Navigating the Desire for Casual Encounters While Pursuing a Committed Partnership
As a homosexual male in my late 40s, my life has involved many, largely enjoyable years pursuing casual sex with other men from my teenage years. In my 30s, I had a committed partnership which continued for a significant period, but it never fully satisfied me, in that I felt neither loved or intimately fulfilled. The fact is that I have always craved uncommitted intimacy. Whenever I start seeing any man, once the newness fades, an impulse arises to have sex with new partners again.
Reflecting on the Feasibility of Exclusive Commitment
Currently, I'm contemplating whether it's possible for me to sustain a monogamous relationship.

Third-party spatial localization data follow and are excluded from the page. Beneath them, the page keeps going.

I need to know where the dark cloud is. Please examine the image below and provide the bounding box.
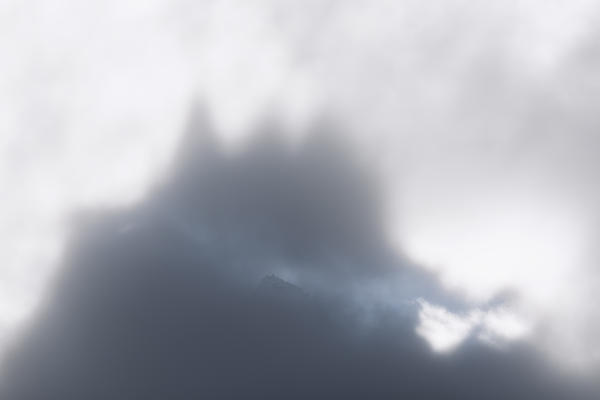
[1,107,598,399]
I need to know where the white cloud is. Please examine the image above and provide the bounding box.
[416,299,479,352]
[416,300,532,353]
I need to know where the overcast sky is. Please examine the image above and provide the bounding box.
[1,0,600,397]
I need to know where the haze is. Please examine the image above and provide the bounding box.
[1,0,600,397]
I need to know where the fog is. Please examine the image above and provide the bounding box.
[1,0,600,397]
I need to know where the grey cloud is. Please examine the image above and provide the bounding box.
[1,108,598,399]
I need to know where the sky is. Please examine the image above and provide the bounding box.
[1,0,600,397]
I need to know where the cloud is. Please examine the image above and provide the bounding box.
[1,112,598,399]
[416,299,479,353]
[416,300,532,353]
[3,0,600,390]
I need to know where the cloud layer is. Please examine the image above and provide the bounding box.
[1,114,598,399]
[3,0,600,388]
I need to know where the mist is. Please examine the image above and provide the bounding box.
[2,0,600,397]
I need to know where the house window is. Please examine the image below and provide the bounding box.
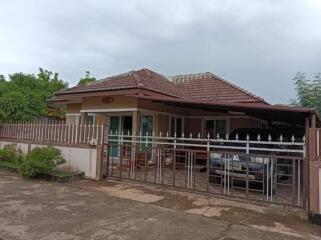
[141,116,153,136]
[206,120,215,138]
[170,117,183,137]
[205,119,227,139]
[122,116,133,135]
[86,114,95,125]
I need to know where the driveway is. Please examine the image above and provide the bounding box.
[0,172,320,240]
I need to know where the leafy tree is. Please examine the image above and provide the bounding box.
[78,70,96,85]
[0,68,68,122]
[291,72,321,114]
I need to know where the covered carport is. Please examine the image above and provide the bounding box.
[126,94,320,218]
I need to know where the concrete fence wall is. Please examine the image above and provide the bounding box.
[0,140,100,179]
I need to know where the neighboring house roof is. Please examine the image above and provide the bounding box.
[168,72,265,103]
[54,68,267,104]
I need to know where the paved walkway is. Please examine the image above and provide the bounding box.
[0,172,320,240]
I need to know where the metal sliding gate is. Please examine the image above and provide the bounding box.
[104,141,305,208]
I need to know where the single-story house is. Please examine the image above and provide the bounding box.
[49,68,318,140]
[23,68,321,213]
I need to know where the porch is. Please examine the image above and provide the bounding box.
[67,94,312,146]
[71,97,312,208]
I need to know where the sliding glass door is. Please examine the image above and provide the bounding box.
[170,117,183,137]
[109,115,133,158]
[140,115,154,150]
[110,116,121,158]
[205,119,227,139]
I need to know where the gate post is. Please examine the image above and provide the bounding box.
[96,144,103,180]
[308,114,321,223]
[96,124,106,181]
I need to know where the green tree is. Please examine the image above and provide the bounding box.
[291,72,321,114]
[0,75,5,82]
[0,68,68,122]
[77,70,96,85]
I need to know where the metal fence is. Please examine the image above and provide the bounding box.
[0,123,104,146]
[104,132,306,207]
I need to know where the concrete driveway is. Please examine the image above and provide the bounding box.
[0,172,320,240]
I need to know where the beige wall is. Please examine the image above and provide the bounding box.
[65,95,138,125]
[81,95,137,111]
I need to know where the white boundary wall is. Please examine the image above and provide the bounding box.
[0,140,98,179]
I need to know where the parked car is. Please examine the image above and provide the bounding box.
[229,127,304,180]
[208,152,276,195]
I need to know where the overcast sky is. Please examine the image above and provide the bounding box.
[1,0,321,104]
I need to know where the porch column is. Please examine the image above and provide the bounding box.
[132,111,140,148]
[311,113,316,129]
[132,111,140,135]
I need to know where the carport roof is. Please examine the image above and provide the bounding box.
[128,94,319,125]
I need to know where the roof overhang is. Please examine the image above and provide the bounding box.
[128,95,319,125]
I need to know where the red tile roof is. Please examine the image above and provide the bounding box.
[55,68,266,104]
[168,72,265,103]
[56,69,188,99]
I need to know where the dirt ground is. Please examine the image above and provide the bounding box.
[0,172,320,240]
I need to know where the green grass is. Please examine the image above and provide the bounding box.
[0,160,18,169]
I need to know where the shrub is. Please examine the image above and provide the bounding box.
[18,146,66,178]
[0,144,22,163]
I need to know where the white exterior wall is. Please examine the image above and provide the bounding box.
[0,141,98,179]
[0,141,29,155]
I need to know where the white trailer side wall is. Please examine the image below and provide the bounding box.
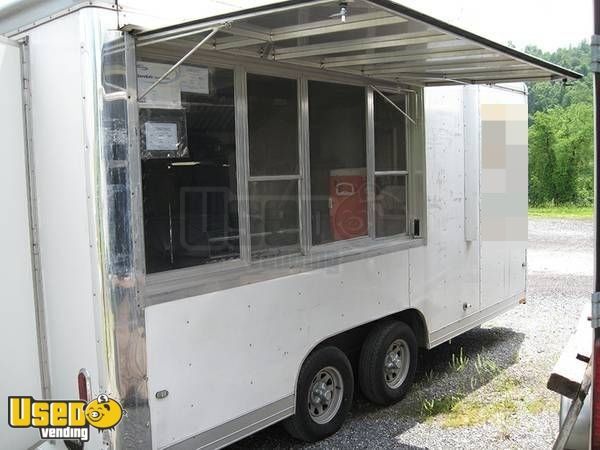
[409,86,481,343]
[0,36,43,450]
[145,251,411,449]
[21,15,112,450]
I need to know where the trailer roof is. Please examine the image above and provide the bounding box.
[134,0,581,87]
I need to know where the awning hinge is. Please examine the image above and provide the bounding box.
[592,35,600,73]
[591,291,600,327]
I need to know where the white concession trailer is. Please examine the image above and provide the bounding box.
[0,1,581,449]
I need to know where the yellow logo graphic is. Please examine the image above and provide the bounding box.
[84,394,123,430]
[8,394,123,442]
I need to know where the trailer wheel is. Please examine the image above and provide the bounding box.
[359,320,417,405]
[64,440,83,450]
[283,346,353,442]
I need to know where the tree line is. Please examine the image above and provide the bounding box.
[525,41,594,206]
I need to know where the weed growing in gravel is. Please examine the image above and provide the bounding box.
[449,348,469,373]
[474,353,500,378]
[424,369,436,383]
[421,394,465,417]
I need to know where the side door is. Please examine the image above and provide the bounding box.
[0,36,44,449]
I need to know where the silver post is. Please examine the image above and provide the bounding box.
[138,26,224,100]
[371,85,416,125]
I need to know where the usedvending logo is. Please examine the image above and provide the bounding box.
[8,394,123,441]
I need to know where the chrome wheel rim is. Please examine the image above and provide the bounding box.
[384,339,410,389]
[308,366,344,424]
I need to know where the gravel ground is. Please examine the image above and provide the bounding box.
[232,218,593,449]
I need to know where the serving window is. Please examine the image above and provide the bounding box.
[136,57,424,277]
[141,66,239,273]
[247,73,301,259]
[308,81,367,245]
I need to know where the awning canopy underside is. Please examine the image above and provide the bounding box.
[135,0,582,87]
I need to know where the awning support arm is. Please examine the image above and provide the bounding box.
[138,25,225,101]
[371,85,416,125]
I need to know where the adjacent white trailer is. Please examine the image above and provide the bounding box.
[0,1,581,449]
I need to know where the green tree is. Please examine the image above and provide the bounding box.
[523,40,593,206]
[525,41,592,118]
[529,103,594,206]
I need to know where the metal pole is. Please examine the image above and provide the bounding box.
[371,85,417,124]
[591,0,600,448]
[138,26,222,100]
[594,2,600,293]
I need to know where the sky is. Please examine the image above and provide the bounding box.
[0,0,593,52]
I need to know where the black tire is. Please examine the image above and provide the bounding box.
[359,320,417,406]
[283,346,354,442]
[64,440,84,450]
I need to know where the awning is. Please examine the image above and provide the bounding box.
[134,0,582,87]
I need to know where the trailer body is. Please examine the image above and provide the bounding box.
[0,1,578,448]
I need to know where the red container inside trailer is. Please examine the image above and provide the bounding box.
[329,168,367,241]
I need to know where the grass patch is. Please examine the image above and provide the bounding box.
[525,397,556,414]
[442,398,518,428]
[421,375,526,428]
[421,395,518,428]
[529,205,593,219]
[493,375,522,394]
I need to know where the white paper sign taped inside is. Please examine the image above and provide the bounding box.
[145,122,178,151]
[181,65,209,94]
[137,61,181,106]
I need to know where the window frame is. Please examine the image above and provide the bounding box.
[372,88,411,240]
[134,49,426,300]
[245,70,303,259]
[305,78,369,249]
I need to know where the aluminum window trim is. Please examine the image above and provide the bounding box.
[248,174,301,182]
[235,65,251,263]
[298,77,312,255]
[366,86,376,239]
[375,170,409,176]
[145,257,248,283]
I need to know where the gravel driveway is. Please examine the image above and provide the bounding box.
[232,218,593,449]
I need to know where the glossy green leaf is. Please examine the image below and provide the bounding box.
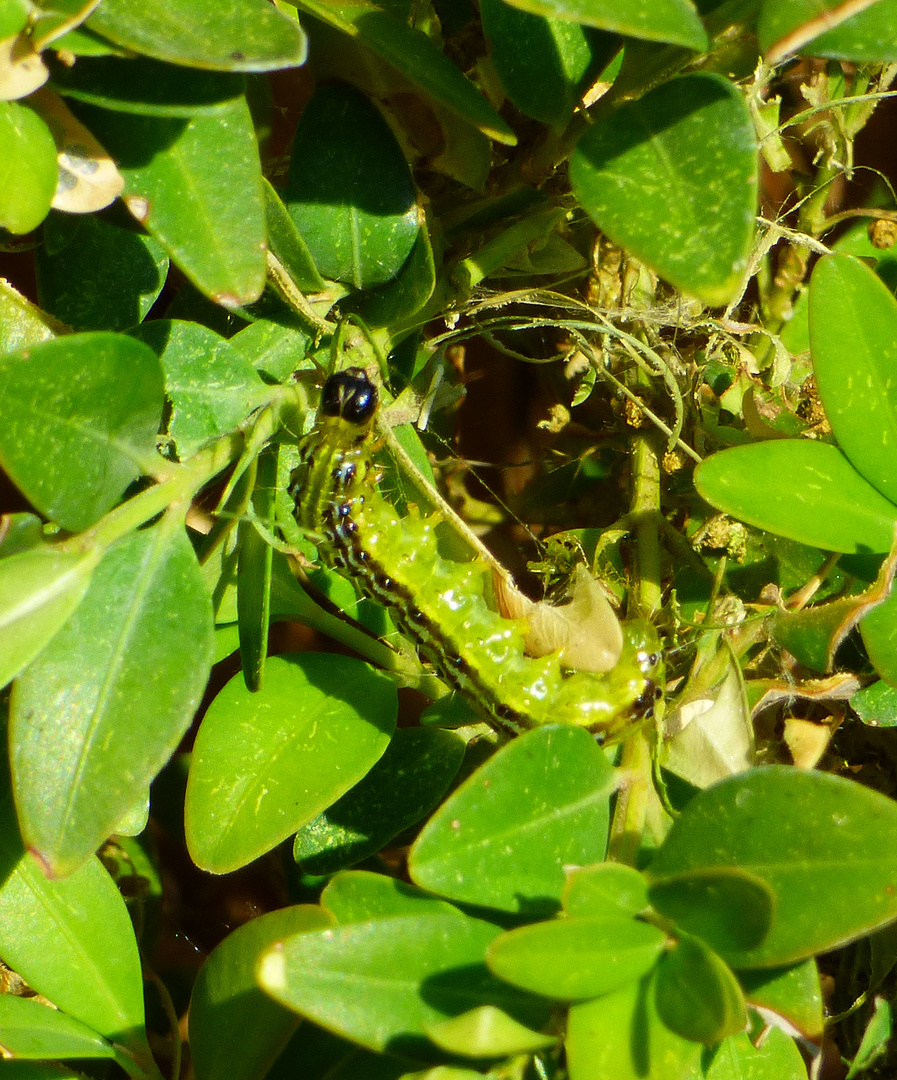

I'm aware that numerous homosexual males have open relationships, yet when I’ve witnessed them, they have seemed like hard work, often causing significant pain and jealousy among all parties. In many ways, I want another man to care for me while allowing me to pursue other intimacies, however I dread to imagine the emotional drain this would cause. Should I just continue to have casual sex and accept that a long-term relationship may be unattainable? I’m feeling a bit lost.
Each individual's sexual journey varies. Try not to think of your relationship needs or your capacity to tolerate various forms of intimate connections as fixed. What you need as you are experiencing them now may well change down the road; at a certain time you may find yourself less ambivalent and discover greater understanding and a suitable route … or perhaps not. At some point you might meet someone offering a transformative opportunity to you by reflecting what you want completely … and later on you might decide that casual connections are best for you. Worrying about the future and engaging in endless speculation is merely anxiety-based and a waste of your efforts. Aim to stay present with your partners, and see the worth of each person with whom you might have a sexual connection. If and when the time is right to strengthen true intimacy with a single person, it will be clear.
- The psychotherapist practices as a American psychotherapist focusing on treating intimacy issues.